Al-Aqsa : vers une nouvelle réalité imposée

Les initiatives visant à redessiner l’autorité au sein de la mosquée Al-Aqsa se sont accélérées ces dernières semaines, à travers des mesures qui dépassent largement la simple gestion des foules ou les restrictions temporaires. Des arrangements historiques régissant le site seraient progressivement vidés de leur substance par une série d’interventions limitant les activités religieuses, entravant les travaux de réparation et s’immisçant dans l’administration quotidienne. Pour de nombreux observateurs palestiniens, l’ensemble de ces démarches traduit une tentative de normaliser un nouvel ordre à l’intérieur de l’esplanade, dans un contexte marqué par une guerre génocidaire qui a profondément modifié les rapports de force sur le terrain.

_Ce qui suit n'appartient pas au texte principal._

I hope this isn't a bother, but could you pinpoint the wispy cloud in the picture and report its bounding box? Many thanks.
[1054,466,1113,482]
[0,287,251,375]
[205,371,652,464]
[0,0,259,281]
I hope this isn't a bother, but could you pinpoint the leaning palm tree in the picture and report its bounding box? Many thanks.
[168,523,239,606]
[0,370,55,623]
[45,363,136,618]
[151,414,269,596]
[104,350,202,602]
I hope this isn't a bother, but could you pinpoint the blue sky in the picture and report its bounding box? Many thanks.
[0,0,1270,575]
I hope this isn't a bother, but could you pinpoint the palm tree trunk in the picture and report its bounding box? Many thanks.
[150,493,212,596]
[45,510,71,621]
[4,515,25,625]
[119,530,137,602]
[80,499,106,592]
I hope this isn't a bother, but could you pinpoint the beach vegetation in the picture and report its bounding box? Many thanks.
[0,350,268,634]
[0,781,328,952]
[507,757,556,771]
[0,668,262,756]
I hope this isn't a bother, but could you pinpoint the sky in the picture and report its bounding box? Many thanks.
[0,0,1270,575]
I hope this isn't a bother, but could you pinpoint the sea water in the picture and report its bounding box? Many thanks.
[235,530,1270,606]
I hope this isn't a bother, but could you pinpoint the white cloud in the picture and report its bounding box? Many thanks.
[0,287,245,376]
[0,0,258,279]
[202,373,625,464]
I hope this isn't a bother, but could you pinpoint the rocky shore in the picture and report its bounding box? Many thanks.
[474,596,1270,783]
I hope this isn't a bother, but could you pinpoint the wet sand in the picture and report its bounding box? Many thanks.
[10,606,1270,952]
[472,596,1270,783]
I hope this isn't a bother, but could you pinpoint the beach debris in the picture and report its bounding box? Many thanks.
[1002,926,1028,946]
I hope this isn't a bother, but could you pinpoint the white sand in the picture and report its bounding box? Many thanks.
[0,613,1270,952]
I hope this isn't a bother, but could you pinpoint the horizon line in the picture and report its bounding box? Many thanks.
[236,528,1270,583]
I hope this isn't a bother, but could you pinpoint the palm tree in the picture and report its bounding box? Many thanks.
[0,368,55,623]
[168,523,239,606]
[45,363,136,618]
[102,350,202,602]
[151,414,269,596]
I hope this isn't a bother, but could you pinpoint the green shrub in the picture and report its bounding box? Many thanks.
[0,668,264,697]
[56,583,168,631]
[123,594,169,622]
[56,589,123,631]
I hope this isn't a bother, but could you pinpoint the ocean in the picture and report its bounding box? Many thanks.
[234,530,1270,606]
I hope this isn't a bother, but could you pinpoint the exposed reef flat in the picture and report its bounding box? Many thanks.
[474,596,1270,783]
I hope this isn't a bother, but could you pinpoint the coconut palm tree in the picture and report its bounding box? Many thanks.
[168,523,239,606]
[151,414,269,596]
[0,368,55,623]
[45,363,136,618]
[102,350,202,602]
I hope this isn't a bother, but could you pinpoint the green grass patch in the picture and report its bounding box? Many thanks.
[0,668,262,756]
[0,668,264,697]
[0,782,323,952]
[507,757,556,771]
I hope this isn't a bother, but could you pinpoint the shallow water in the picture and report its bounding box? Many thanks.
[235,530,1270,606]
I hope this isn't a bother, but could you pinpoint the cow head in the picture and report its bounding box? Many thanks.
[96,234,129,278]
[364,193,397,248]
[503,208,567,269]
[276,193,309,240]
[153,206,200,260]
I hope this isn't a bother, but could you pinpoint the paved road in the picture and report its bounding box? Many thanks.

Des figures religieuses de premier plan alertent sur un affaiblissement délibéré du rôle du Waqf islamique. Le cheikh Ikrima Sabri estime que l’effet cumulatif de ces mesures est d’isoler la mosquée de ses fidèles et du tissu social de Jérusalem, à travers des barrages, des interdictions et des arrestations répétées de membres du personnel, instaurant un climat d’intimidation. Selon lui, empêcher les travaux d’entretien et de restauration, traditionnellement du ressort exclusif du Waqf, révèle une volonté d’imposer une autorité de fait, en remettant en cause des arrangements reconnus depuis des décennies.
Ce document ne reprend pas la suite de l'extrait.